Le roman de James M. Cain fait partie de ces œuvres qui seront fondatrices d’une thématique et d’une esthétique particulière au roman noir. On ne compte pas les ouvrages qui se sont inspirés de la trame qu’il a inventé, par exemple, Frédéric Dard qui publia Le pain des fossoyeurs sous son nom en 1957 ou encore James Hadley Chase, dont le roman Come easy, go easy écrit en 1960[2], a été adapté au cinéma par Duvivier sous le titre Chair de poule[3]. Dans le roman de Frédéric Dard, Délivrez nous du mal, 1956, qui inaugure son cycle noir dans la collection « Spécial police », on peut aussi voir l’influence de ce grand roman de Cain dans la manière dont le héros accepte finalement sa condamnation à la peine capitale. Il est très intéressant de comprendre que les premières adaptations du Facteur sonne toujours deux fois sont le fait d’européens, et que ces adaptations précèdent le développement du cycle du film noir américain. En effet, cela montre que la rigueur de la classification de Borde et Chaumeton, si elle est intéressante, est bien trop restrictive[4], car non seulement elle ne se préoccupe pas du film noir avant la guerre, mais elle ne relie pas le film noir américain aux autres cinématographies. Il est remarquable que les premières adaptations de ce chef d’œuvre du roman noir soient venues de France et d’Italie, s’inscrivant dans le développement du réalisme poétique français ou du néo-réalisme à venir en gestation de l’autre côté des Alpes. Curieusement ces deux adaptations conserveront leur caractère spécifique national, ce qui semble consolider le statut universel du film noir.
Nick a plutôt bon cœur et va nourrir Frank, puis lui donner du travail
Frank est un vagabond qui n’a pas trop envie de travailler.

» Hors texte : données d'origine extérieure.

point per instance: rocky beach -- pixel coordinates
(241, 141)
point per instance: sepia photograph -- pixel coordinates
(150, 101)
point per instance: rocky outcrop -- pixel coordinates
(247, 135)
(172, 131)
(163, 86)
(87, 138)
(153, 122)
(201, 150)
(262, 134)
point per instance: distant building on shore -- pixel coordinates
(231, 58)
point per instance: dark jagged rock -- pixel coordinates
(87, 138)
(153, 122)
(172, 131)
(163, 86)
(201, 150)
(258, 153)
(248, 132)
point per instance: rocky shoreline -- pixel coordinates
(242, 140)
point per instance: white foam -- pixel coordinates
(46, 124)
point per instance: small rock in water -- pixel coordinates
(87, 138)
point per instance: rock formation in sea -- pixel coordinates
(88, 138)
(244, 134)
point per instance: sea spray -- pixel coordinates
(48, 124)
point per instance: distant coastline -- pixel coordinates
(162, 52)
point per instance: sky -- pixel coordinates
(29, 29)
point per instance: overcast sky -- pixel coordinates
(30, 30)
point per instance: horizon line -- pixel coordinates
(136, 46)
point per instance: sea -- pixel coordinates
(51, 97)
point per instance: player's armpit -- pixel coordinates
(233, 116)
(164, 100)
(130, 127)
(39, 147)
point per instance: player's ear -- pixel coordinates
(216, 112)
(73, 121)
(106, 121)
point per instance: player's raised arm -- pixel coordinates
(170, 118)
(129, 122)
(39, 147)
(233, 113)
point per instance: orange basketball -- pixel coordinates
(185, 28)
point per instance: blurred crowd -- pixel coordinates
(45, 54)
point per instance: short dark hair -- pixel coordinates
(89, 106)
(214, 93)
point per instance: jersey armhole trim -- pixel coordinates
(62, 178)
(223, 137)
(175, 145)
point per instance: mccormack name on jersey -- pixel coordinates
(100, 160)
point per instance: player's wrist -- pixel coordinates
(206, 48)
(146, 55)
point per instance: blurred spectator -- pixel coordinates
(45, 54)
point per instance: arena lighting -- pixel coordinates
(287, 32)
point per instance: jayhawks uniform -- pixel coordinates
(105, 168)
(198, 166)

Sans argent, il échoue dans un coin perdu où il va rencontrer Nick Marino le propriétaire débonnaire d’une station-service. Celui-ci qui a bon cœur, va lui offrir à manger, puis il va l’embaucher. Frank ne serait pas rester s’il n’avait entraperçu la belle et jeune Cora, la femme de Nick. Celle-ci semble s’ennuyer avec cet homme qu’elle juge trop âgé et peu moderne, et rêve de partir vers des contrées plus riantes. Rapidement Frank la séduit tandis que le naïf Nick est parti à la ville commander une enseigne au néon. Ils vont se mettre à rêver d’une vie meilleure qui passerait par la disparition de l’encombrant mari. Ils commencent par échafauder une combine foireuse, le mari étant sensé glisser dans la baignoire et se fendre le crâne. Mais ça ne marche pas. Pendant que Nick est à l’hôpital, Frank et Cora veulent s’en aller, ils tentent une fugue, mais Cora renonce et revient chez son époux. Celui-ci va toutefois partir à la recherche de Frank jusqu’à Marseille et le ramener chez lui. Peu après Frank et Cora assassinent Nick et maquillent le crime en accident de voiture. Nick est blessé dans l’accident. Mais le juge les soupçonne fortement à cause d’une assurance sur la vie que Nick avait contractée. Cependant grâce au témoignage d’un assureur, ils sont blanchis, ils doivent maintenant faire face à un cousin maître-chanteur. Ils vont arriver à s’en débarrasser, et puis Cora annonce à Frank qu’elle est enceinte. Alors que tout semble s’arranger, Cora et Frank ont un accident de voiture, non simulé cette fois : la jeune femme décède. Mais Frank sera condamné pour ce crime qu’il n’a pas commis et finira sur l’échafaud.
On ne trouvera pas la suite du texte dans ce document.